Re:Use case differences... (Score:5, Insightful)
bullshit, I"m half a century old and I ssh or use https in browser with ShellInABox to read my mail with mutt.
we use stronger passwords because we've been around the block enough times to know there are bad people out there
Re:Use case differences... (Score:5, Insightful)
Re:How many passwords? And can they remember them? (Score:4, Insightful)

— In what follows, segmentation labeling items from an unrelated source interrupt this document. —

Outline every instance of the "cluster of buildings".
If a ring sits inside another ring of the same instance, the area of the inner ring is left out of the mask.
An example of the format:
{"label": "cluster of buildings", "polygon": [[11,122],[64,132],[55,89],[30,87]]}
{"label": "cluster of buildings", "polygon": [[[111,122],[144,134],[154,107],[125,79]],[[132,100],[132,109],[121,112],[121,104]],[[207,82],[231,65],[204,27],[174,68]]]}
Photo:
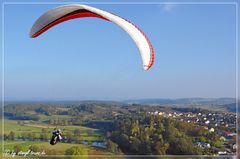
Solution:
{"label": "cluster of buildings", "polygon": [[[204,112],[204,113],[203,113]],[[218,155],[234,155],[236,154],[237,145],[237,133],[236,133],[236,122],[237,116],[233,113],[225,112],[148,112],[152,115],[159,115],[166,118],[176,118],[180,121],[188,123],[195,123],[202,126],[209,133],[214,133],[220,136],[222,141],[221,147],[213,147],[210,143],[196,142],[196,146],[211,149],[215,154]]]}

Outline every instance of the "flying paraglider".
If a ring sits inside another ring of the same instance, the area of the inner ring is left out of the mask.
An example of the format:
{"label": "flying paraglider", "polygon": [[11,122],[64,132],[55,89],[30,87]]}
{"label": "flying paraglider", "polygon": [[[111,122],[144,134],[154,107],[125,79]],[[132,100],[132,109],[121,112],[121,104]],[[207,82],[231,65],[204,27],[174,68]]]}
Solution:
{"label": "flying paraglider", "polygon": [[52,9],[44,13],[32,26],[30,37],[35,38],[51,27],[75,18],[96,17],[111,21],[126,31],[137,45],[142,57],[144,70],[154,63],[154,49],[147,36],[136,25],[115,14],[87,5],[71,4]]}

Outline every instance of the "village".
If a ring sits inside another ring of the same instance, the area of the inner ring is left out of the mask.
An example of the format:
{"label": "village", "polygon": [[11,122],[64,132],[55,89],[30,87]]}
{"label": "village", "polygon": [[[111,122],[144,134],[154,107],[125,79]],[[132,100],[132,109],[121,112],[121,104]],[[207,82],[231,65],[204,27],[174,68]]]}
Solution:
{"label": "village", "polygon": [[236,114],[210,111],[206,113],[155,111],[148,112],[148,114],[159,115],[166,118],[175,118],[179,121],[185,121],[188,123],[194,123],[199,126],[202,126],[209,133],[214,133],[217,136],[219,136],[223,144],[220,147],[214,147],[210,143],[197,141],[194,143],[195,146],[211,150],[215,155],[236,154],[237,150]]}

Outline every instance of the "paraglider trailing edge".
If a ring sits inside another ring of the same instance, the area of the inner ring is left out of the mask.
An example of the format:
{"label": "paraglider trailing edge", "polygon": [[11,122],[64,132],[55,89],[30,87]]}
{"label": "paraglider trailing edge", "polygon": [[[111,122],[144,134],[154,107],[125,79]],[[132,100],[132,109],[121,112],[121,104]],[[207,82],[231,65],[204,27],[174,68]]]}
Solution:
{"label": "paraglider trailing edge", "polygon": [[87,5],[63,5],[47,11],[40,16],[32,26],[30,37],[36,38],[51,27],[64,21],[86,17],[101,18],[121,27],[129,34],[138,47],[142,58],[143,69],[149,70],[152,67],[154,63],[154,49],[150,40],[140,28],[118,15]]}

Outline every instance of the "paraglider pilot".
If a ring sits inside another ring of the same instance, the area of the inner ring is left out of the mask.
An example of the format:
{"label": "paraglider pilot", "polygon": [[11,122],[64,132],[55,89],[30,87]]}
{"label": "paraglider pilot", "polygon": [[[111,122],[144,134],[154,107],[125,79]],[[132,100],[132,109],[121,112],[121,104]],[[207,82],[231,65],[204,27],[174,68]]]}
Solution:
{"label": "paraglider pilot", "polygon": [[52,132],[50,144],[55,145],[57,142],[60,142],[61,140],[62,140],[61,130],[55,128],[54,131]]}

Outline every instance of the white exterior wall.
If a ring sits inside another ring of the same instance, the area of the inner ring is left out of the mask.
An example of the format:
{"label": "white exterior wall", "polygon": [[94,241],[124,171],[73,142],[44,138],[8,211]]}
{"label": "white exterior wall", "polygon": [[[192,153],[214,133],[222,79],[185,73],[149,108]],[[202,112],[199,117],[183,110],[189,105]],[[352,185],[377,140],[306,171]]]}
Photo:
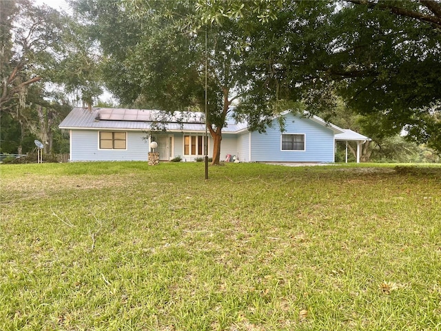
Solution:
{"label": "white exterior wall", "polygon": [[[293,121],[294,121],[293,122]],[[305,134],[305,150],[281,150],[278,125],[266,134],[252,132],[252,161],[334,162],[334,132],[309,119],[286,115],[285,134]]]}
{"label": "white exterior wall", "polygon": [[[211,146],[210,154],[213,154],[213,146],[212,145]],[[225,161],[227,154],[229,154],[232,156],[230,161],[232,161],[233,156],[237,154],[237,137],[236,134],[223,133],[222,141],[220,141],[220,161]]]}
{"label": "white exterior wall", "polygon": [[249,132],[240,134],[237,138],[237,149],[240,162],[249,161]]}
{"label": "white exterior wall", "polygon": [[[104,130],[103,130],[104,131]],[[147,161],[149,146],[141,132],[127,132],[127,150],[100,150],[98,130],[70,132],[70,161]]]}

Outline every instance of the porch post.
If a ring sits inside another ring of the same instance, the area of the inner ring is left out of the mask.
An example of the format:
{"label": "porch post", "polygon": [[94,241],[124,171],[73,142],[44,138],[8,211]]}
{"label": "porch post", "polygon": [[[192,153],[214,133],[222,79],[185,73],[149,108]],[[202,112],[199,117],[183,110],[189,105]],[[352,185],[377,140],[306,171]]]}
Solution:
{"label": "porch post", "polygon": [[357,141],[357,163],[360,163],[360,141]]}

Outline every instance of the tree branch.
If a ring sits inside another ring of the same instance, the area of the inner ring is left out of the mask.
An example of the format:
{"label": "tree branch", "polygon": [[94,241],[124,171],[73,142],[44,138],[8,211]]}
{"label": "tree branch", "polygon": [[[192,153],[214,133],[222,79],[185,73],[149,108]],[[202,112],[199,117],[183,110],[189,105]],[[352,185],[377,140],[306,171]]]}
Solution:
{"label": "tree branch", "polygon": [[345,0],[356,5],[366,6],[369,8],[378,8],[382,10],[389,10],[391,12],[399,16],[404,16],[416,19],[426,23],[430,23],[441,28],[441,17],[437,14],[438,11],[441,11],[440,6],[432,0],[420,0],[420,2],[427,7],[435,16],[426,15],[419,12],[409,10],[400,7],[396,7],[384,2],[374,3],[369,0]]}
{"label": "tree branch", "polygon": [[420,2],[429,8],[438,18],[441,19],[441,4],[433,0],[420,0]]}

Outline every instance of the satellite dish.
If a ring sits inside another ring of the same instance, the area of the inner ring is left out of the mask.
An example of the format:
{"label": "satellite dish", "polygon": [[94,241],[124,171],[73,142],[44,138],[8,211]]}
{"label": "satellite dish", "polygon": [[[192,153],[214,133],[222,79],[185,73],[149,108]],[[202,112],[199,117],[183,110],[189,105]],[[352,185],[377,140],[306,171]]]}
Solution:
{"label": "satellite dish", "polygon": [[44,145],[43,145],[43,143],[39,140],[34,140],[34,142],[35,143],[37,147],[38,147],[39,148],[44,148]]}

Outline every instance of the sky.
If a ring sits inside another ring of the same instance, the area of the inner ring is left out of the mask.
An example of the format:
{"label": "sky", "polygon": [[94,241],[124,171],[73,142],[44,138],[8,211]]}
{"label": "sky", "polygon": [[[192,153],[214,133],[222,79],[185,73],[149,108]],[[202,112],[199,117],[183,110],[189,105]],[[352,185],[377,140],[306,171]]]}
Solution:
{"label": "sky", "polygon": [[69,5],[65,0],[34,0],[34,2],[38,5],[44,3],[59,10],[70,11]]}

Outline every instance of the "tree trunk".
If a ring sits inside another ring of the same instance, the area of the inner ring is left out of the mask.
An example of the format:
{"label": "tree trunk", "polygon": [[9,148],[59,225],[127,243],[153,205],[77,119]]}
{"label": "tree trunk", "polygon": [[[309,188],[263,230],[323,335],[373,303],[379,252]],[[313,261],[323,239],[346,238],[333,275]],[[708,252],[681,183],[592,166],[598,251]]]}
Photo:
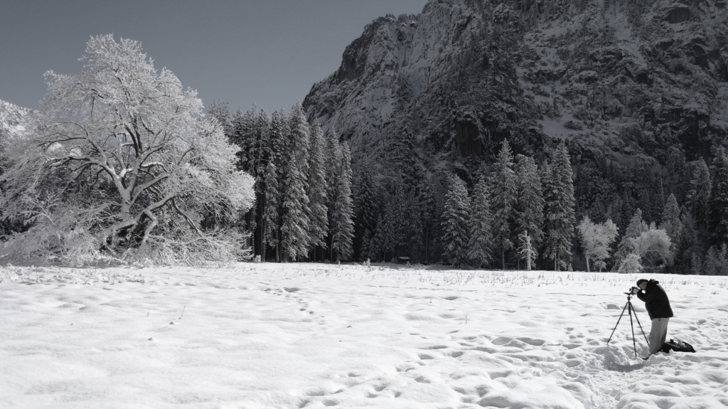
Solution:
{"label": "tree trunk", "polygon": [[529,237],[529,231],[524,230],[523,234],[526,235],[526,271],[531,271],[531,237]]}

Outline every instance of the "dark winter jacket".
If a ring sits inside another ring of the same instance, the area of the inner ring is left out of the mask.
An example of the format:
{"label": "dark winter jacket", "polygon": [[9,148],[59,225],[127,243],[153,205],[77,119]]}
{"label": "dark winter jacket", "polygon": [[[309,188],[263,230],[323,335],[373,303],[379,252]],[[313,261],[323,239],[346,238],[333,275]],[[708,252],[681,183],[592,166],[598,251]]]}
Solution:
{"label": "dark winter jacket", "polygon": [[670,318],[673,316],[673,309],[670,308],[670,300],[665,289],[660,285],[660,282],[651,279],[647,282],[647,288],[637,293],[637,298],[644,301],[649,319]]}

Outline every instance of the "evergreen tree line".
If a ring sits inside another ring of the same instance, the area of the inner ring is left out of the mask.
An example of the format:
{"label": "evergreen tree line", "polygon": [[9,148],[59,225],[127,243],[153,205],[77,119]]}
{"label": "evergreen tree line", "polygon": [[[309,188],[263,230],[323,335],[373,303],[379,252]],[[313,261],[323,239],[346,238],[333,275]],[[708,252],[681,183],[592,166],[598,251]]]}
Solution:
{"label": "evergreen tree line", "polygon": [[456,266],[494,266],[507,261],[530,269],[571,267],[574,186],[569,151],[561,143],[550,163],[515,158],[504,140],[496,162],[472,193],[454,177],[443,212],[445,253]]}
{"label": "evergreen tree line", "polygon": [[249,245],[277,262],[352,255],[354,207],[351,154],[333,130],[325,135],[297,103],[269,116],[255,105],[233,114],[215,100],[208,108],[231,143],[237,167],[255,180],[255,205],[243,225]]}
{"label": "evergreen tree line", "polygon": [[[531,157],[514,158],[504,141],[495,163],[470,187],[451,175],[442,188],[418,170],[411,138],[405,130],[393,141],[393,178],[375,175],[371,163],[357,167],[356,259],[726,274],[728,171],[721,148],[711,167],[700,160],[684,170],[692,175],[687,182],[676,183],[668,169],[666,196],[662,177],[644,167],[572,167],[563,142],[537,166]],[[686,185],[681,206],[678,188]]]}

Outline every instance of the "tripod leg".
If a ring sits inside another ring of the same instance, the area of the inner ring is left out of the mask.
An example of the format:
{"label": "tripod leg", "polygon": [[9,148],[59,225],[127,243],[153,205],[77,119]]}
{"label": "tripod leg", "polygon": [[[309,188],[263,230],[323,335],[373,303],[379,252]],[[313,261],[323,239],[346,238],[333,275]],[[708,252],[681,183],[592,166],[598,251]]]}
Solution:
{"label": "tripod leg", "polygon": [[[625,310],[627,309],[627,306],[629,303],[630,303],[630,302],[627,301],[627,303],[625,304],[625,308],[622,309],[622,314],[620,314],[620,319],[617,320],[617,325],[620,325],[620,321],[622,320],[622,316],[625,314]],[[614,325],[614,329],[612,330],[612,335],[609,335],[609,339],[606,340],[606,344],[607,345],[609,344],[609,341],[612,341],[612,336],[614,335],[614,331],[617,330],[617,325]]]}
{"label": "tripod leg", "polygon": [[[637,343],[635,341],[635,327],[634,324],[632,322],[632,303],[627,301],[627,303],[630,305],[630,327],[632,328],[632,346],[635,349],[635,357],[637,357]],[[636,314],[635,314],[636,315]]]}
{"label": "tripod leg", "polygon": [[637,325],[639,325],[639,330],[642,331],[642,336],[644,337],[644,341],[647,343],[647,346],[649,346],[649,341],[647,341],[647,335],[644,334],[644,330],[642,329],[642,324],[639,323],[639,318],[637,318],[637,311],[635,311],[635,319],[637,320]]}

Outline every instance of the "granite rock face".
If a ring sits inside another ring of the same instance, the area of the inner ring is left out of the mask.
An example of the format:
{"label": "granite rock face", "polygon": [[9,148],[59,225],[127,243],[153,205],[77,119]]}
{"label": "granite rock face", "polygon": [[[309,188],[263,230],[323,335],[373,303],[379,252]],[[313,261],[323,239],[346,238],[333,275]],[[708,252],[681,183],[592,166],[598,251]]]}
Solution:
{"label": "granite rock face", "polygon": [[355,170],[387,173],[404,140],[418,172],[467,180],[504,138],[537,160],[566,138],[577,162],[665,169],[728,143],[728,5],[432,0],[367,25],[304,106]]}
{"label": "granite rock face", "polygon": [[25,130],[31,110],[0,100],[0,142],[7,143]]}

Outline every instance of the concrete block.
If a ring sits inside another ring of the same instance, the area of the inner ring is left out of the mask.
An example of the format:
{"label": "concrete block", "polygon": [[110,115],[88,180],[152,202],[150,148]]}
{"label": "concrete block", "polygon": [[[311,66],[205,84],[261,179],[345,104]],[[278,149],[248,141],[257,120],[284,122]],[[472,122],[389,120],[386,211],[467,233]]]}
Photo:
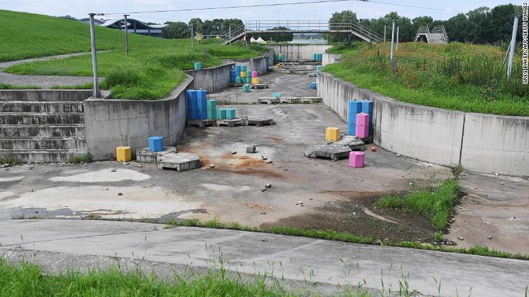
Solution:
{"label": "concrete block", "polygon": [[156,160],[158,169],[175,169],[185,171],[200,167],[198,155],[189,153],[169,153],[158,156]]}
{"label": "concrete block", "polygon": [[156,164],[158,157],[167,155],[169,153],[176,153],[174,146],[165,146],[162,151],[151,151],[148,147],[138,148],[136,150],[136,161],[141,163]]}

I'm twice your age and I've been working/playing with computers for over forty years. In general, I've divided all sites that require passwords into three sets: those that store data that I care about (banks and so on), those that don't (comic strip sites, Slashdot and so on) and those that don't but require "strong" passwords.
The first set gets strong, unique passwords. For those that Firefox can't store, I have a place on-line to stash them; if you can find and access it, I've got more things to worry about than my passwords. For the second, all of them use the same password, simply to make things easy. After all, there's no way that the software running a blog (let's say) is going to know that you're using the same password for it as you are to sign on to a shopping site. And, the password's obscure enough that nobody who doesn't know me very, very well is ever going to come up with by guessing, and it's at least as safe from a dictionary attack as any random, unpronouncable word can be. For the third, I have several variations on my standard password to fit various restrictions. Thus, things I don't care about very much are safe from anything except a very determined attack, and those I do are even better protected. Frankly, I'm more concerned about the possibility of my password being picked up by a cracker stealing a password database than by having it guessed.
Re:Use case differences... (Score:5, Insightful)
You reminded me - I never put my real age. Someone who is tech savvy is likely to have a strong password, as well as keeping other personal info private. Resetting my password involves remembering a fake birthdate, fake mother's maiden name, fake first job, everything is fake.
If one site gets compromised, that info won't get someone into any other account.
So one of the assumptions here is that the ages are correct, which is not necessarily the case. For more tech savvy people, it is more likely the age will be incorrect. To me, this study therefore has no value without validating a statistically significant portion of the user data. And if asked, I would say i really was born 25 years earlier than I was.